[mpich-discuss] How locking on multi-VCI works

Mon Dec 6 13:39:34 CST 2021

Guilherme,

With mpich-4.0b1, you can try building mpich using --with-ch4-vci-method=implicit. In addition, try pass "mpi_assert_no_any_tag" info hint during comm creation. That will allow mpich to distribute operations with different tags even within the same communicator to different VCIs, again, in a hashing fashion.

This feature is in the experimental stage, please file GitHub issues if you encounter problems.

It is also possible to explicitly specify which VCI you would like to use for arbitrary individual pt2pt communication by embedding the vci information in the tag. This feature is not exactly standard-conforming, thus we are only using it for experimental purposes. You'll need to edit src/mpid/ch4/src/ch4_vci.h and remove the line "#error MPICH_VCI__TAG not implemented." to enable it. With the tag method, tags are restricted to 15bits, the highest 5 bits designate source vci, the middle 5 bits designate destination vci, and the last 5 bits for user-defined purposes. The drawback, of course, is you will have much-reduced tag space for application logic.

Both the communicator, implicit, or tag vci-methods are MPI standard conformant, so you can use it with any MPI implementations without breaking your applications. But the actual performance of course will depend on the implementation.

--
Hui Zhou
________________________________
From: Guilherme Valarini <guilherme.a.valarini at gmail.com>
Sent: Monday, December 6, 2021 12:16 PM
To: Zhou, Hui <zhouh at anl.gov>
Cc: discuss at mpich.org <discuss at mpich.org>
Subject: Re: [mpich-discuss] How locking on multi-VCI works

Hello Zhou,

First of all, thanks for the help!

Let me explain a little bit my use case: my team and I have a distributed and multithreaded event system implemented on top of MPI, where multiple non-blocking MPI messages are exchanged between multiple nodes.

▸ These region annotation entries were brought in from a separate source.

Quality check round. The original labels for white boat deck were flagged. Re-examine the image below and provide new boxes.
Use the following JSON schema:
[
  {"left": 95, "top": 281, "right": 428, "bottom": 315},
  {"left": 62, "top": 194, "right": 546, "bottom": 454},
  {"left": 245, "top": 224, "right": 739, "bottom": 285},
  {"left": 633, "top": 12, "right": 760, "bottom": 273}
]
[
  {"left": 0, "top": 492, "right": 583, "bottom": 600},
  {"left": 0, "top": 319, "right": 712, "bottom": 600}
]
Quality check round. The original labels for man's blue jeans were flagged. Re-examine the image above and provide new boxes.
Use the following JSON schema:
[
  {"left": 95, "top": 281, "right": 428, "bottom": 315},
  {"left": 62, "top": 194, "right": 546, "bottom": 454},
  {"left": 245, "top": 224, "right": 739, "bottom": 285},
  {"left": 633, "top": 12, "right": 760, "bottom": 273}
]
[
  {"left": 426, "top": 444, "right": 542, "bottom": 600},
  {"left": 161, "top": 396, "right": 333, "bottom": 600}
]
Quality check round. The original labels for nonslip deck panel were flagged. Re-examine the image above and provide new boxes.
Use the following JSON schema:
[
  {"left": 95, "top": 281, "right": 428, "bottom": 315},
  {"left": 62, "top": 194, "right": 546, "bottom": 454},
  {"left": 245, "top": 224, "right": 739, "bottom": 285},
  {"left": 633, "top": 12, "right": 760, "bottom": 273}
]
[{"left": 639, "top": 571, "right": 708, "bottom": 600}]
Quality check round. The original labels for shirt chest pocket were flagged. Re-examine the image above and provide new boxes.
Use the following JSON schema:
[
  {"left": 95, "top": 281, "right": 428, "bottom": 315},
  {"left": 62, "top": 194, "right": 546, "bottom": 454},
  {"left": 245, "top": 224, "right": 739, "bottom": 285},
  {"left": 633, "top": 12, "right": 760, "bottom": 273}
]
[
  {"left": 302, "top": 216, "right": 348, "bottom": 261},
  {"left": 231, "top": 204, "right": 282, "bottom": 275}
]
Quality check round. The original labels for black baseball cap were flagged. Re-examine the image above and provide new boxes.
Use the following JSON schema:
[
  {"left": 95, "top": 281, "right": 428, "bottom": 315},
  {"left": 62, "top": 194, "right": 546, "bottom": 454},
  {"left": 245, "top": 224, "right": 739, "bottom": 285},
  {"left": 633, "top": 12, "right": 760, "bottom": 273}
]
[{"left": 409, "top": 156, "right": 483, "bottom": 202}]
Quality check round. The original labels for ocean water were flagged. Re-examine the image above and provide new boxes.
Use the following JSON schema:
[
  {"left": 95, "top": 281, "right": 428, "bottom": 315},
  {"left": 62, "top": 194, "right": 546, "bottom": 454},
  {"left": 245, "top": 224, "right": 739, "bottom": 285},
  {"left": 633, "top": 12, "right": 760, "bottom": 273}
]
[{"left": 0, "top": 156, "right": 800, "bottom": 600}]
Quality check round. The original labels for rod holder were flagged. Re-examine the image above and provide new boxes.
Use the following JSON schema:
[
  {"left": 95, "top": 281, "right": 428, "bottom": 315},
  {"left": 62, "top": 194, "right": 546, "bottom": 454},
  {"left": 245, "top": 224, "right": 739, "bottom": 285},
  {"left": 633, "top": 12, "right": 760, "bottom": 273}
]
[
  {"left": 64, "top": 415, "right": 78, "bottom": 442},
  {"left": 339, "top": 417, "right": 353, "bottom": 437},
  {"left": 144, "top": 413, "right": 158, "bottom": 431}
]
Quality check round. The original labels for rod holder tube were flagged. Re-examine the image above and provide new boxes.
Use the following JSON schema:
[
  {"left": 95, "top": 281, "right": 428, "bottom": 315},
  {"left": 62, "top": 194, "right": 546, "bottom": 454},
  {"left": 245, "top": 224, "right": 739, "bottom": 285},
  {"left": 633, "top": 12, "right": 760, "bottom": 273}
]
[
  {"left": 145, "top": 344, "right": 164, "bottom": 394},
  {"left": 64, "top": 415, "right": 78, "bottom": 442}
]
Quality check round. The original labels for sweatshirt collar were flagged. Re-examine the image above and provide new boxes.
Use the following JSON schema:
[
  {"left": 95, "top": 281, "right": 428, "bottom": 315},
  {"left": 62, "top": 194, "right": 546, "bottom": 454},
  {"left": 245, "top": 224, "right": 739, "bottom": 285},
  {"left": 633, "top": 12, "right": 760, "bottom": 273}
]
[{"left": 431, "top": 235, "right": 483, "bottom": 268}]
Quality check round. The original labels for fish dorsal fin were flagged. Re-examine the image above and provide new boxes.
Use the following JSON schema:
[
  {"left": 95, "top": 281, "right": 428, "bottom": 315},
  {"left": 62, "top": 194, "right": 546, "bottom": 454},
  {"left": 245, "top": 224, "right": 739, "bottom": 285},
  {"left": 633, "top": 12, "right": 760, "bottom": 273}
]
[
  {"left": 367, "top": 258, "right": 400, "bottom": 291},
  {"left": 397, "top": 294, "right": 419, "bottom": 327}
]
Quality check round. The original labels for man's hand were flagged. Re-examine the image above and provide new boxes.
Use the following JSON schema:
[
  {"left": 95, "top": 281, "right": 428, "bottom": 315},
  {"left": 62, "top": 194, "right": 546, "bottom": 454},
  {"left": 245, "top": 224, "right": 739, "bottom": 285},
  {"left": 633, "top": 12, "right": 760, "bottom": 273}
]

Checking our internal performance traces, we saw that there was some contention happening at the MPI layer, especially when many threads were being used.

Digging a little bit deeper we found some studies explaining the current multithread support of many MPI implementations and even limitations regarding the standard itself, which might explain the problems we encountered. Since each event is mapped to a unique TAG, that would be the preferred mechanism of extracting network parallelism. But since we also want to support other MPI implementations (e.g. openmpi), we think that using multiple communicators might be a better option.

I was hoping that messages sent to two different processes but from the same process through the same VCI would use two different locks at their origin. But now I see that a VCI is directly mapped to a hardware context of some sort. So it makes sense that the same lock would be shared between the two previously described messages.

If you have any other general hints on how to better extract network parallelism at the MPI level, I would be grateful. 😉

Note: Sorry for the duplicate. I forgot to reply to the mailing list as well.

Thaks again for the help,
Guilherme Valarini

Em seg., 6 de dez. de 2021 às 14:34, Zhou, Hui <zhouh at anl.gov<mailto:zhouh at anl.gov>> escreveu:
The total number of VCIs are configured with --with-ch4-max-vcis=#. The maximum is 64. The default used to be 1, but it is changed to 64 in 4.0b1 release. There is also an option to control the vci assignment method: --enable-ch4-vci-method={communicator,tag,implicit}. The default is communicator, with which we assign vci to communicators in a round-robin fashion. If you create communicators consecutively, they are expected to have different VCIs. The other vci-methods are at the experimental stage. If the communicator method is insufficient for your application, it may be worth a try.  We'd like to understand your use case better before pointing you that way.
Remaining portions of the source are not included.